Comment removed based on user account deletion
I've had it. I'm completely sick of hearing about companies throwing good money away trying to build "cool" software that has no business model other than "become popular and then sell ads", and at the end of the day really accomplishes nothing more than marginally improving geeks' chances of getting laid. Have we learned nothing from the dotcom era? These companies are blinded by the promise of harnessing the hype rampant on sites like slashdot. Yes, they're idiots, but we're enabling them.
Google is absolutely expert at converting hype to ad revenue, but that's because they know when to stop throwing good money after bad and cut their losses when the hype fades. It may result in some cool apps, but don't think for a second that OpenSocial will "change everything", unless of course by "change everything" you really mean "make it easier to meet women without leaving the house".
There's no failure quite as dissatisfying as a complete and total solution to the wrong problem.
...where the men are men, the women are men, and the 14 year old girls are FBI agents...
...now with these 'social' networks, a kind might sit behind a computer all day and still be considered social.
It's a change with fundamental consequences for society...
A certain large company from R*dm*nd is feuding with another company, and security has become an issue?

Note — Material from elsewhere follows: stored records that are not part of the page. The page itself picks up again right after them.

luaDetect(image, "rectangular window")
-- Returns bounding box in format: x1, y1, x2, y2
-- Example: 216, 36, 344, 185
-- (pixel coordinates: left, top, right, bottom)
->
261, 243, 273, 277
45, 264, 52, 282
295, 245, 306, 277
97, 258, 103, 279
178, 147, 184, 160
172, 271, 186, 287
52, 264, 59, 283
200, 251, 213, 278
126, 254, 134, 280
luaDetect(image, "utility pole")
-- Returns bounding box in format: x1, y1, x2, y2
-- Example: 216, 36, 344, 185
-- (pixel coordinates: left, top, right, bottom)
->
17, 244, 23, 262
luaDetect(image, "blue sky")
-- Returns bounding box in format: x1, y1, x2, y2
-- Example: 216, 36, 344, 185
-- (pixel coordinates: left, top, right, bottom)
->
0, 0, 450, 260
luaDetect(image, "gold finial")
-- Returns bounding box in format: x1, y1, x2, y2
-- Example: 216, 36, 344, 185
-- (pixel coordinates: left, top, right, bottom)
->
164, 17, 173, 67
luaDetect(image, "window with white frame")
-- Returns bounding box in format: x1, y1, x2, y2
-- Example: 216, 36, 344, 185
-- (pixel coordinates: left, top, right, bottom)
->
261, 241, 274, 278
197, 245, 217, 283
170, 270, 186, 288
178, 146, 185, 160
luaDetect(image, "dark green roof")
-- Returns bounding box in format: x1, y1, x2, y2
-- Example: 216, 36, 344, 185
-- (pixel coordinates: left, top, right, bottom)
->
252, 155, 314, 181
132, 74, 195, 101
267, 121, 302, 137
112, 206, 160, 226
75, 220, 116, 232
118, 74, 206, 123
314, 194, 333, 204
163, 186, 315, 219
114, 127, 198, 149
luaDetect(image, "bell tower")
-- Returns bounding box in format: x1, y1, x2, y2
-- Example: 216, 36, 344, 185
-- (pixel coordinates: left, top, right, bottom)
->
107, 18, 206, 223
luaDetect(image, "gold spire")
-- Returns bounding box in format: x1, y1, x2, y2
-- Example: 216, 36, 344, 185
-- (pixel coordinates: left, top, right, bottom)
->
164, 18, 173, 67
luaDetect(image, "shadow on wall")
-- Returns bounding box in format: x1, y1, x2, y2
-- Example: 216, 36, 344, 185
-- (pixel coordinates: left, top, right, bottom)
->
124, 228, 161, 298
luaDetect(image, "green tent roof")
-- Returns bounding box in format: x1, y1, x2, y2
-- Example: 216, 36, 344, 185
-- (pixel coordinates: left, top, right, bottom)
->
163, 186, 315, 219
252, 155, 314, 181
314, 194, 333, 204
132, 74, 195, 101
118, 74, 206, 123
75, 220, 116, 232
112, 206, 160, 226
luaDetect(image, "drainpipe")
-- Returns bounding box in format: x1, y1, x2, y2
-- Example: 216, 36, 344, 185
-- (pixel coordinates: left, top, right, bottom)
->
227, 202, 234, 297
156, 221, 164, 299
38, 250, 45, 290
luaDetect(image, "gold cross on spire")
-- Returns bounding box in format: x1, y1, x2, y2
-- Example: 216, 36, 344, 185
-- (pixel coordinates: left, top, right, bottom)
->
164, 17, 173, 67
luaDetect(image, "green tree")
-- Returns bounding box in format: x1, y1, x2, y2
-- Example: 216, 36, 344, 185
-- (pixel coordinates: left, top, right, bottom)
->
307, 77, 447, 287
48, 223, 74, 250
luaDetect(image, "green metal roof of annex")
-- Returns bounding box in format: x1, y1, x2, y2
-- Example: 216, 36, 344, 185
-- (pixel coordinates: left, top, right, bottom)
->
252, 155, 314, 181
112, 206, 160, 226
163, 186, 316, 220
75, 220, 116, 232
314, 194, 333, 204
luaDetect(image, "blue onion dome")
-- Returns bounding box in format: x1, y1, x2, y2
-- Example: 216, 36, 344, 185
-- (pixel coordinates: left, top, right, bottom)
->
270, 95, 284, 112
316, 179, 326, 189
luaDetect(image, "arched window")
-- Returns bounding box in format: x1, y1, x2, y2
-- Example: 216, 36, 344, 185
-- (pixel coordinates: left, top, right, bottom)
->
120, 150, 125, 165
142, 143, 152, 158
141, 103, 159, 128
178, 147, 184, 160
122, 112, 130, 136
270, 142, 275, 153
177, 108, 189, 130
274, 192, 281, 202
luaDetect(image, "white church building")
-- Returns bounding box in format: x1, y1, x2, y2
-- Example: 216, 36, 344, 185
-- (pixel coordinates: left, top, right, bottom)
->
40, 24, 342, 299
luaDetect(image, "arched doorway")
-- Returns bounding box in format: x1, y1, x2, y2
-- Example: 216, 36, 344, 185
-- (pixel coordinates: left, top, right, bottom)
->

The X-Files writers could NEVER have dreamed that one up!
-jn-
http://albumoftheday.com/facebook/
Sheer, unbridled, evil.
RR
As for other benefits to social networks (particularly Facebook, the one I most frequent), there are plenty. One in particular is that it's less intrusive, especially with folks you might consider to be more on the level of an "acquaintance". I wouldn't call up a classmate I only knew briefly in high school, and probably not e-mail either (especially if they haven't made it visible). Yet something like Facebook allows for lighter interaction (pokes/prods/nudges/writing on walls), as well as being able to lurk and view their visible profile/photos/etc.
For example, let's say this classmate now works in the same city you do. Your interactions with him/her can start off lightly (post on their wall: "Hi! Remember me from school? Anyway, just wanted to say hi!"), and then possibly move from there. Sure, at some point, it might get deeper (exchange e-mail, phone numbers, meet up over lunch, etc.). Basically, it's another way of establishing connections, finding friends, etc. Heck, I've seen it used as an excellent way of establishing romantic relationships (flirting, etc.).
Yes, you can still do all of this using existing technologies (phone, e-mail), but that doesn't mean that should remain the only way. Your attitude almost reminds me of folks who were nay sayers on cell phones, or heck, even e-mail: "What's wrong with just calling people? Who needs this newfangled e-mail thing?"